Calf hutches work as well. If you can find them used, perhaps with cracks, you could likely pick them up pretty cheap or even free. As Red Green says, duct tape fixes everything


----------



## MommaSasquatch (Dec 5, 2005)

I asked about this recently too. Got some good suggestions. I've decided on cattle panel quonset-type shelters as the cheapest and easiest.

Kesoaps- it's nice to see another Red Green fan! We don't get him on TV, but fortunately our library has a few videos. Good clean fun, and where would we be without the handyman's secret weapon?


----------



## kesoaps (Dec 18, 2004)

I may not find him handsome, but I do find him handy


----------



## MommaSasquatch (Dec 5, 2005)

:rotfl:


----------



## frazzlehead (Aug 23, 2005)

I made one out of fence posts pounded just a little ways into the ground, tied together with crossbeams, roofed with leftover metal roofing, and sided with scrap lumber.

Not very portable, but if you built it on a skid it could be dragged, or if you made the sides in such a way that you could unbolt them and pull the roof off, you could dismantle and reconstruct. However, they were easy enough to build (and cheap, really!), so if it was me I'd just build one in each paddock and save myself the bother of moving it! 

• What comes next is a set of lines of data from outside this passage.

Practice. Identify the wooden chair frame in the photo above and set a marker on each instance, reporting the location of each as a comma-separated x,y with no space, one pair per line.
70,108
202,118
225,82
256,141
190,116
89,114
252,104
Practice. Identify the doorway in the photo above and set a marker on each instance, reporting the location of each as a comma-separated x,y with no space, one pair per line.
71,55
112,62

See this thread for a picture. 
http://www.homesteadingtoday.com/showthread.php?t=133612&highlight=frazzlehead's+sheep+shelter


----------



## Terry W (Mar 10, 2006)

I found a plan for a small calf hutch in a book on building small sheds and outbuildings-- basically a square box-- cost less than 65 dollars in materials to make....


----------



## Somerhill (Dec 13, 2005)

We have a Portahut, and they are nice and last a long time.

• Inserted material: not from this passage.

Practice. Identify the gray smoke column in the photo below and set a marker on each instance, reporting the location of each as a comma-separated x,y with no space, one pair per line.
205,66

For cheap - try driving two T-posts into the ground, then bend a cattle panel in an upside-down U shape fastened to them, and drive 2 more posts on the other end to hold the U shape. Then put a tarp over the cattle panel. You can put 1/2 panel on one side with a tarp to block the wind, or pile up some hay or straw bales along one side. You can hang hay and grain feeders on both legs of the U if you want. 

Then if you want to move them, I guess you could either tear them down, or even build a square frame on the ground with landscape timbers, and staple the cattle panels to them. I think it would be wise to stake down a couple corners if you are in a windy area so it would not blow over and hurt someone.

Lisa at Somerhill
www.somerhillfarm.com


----------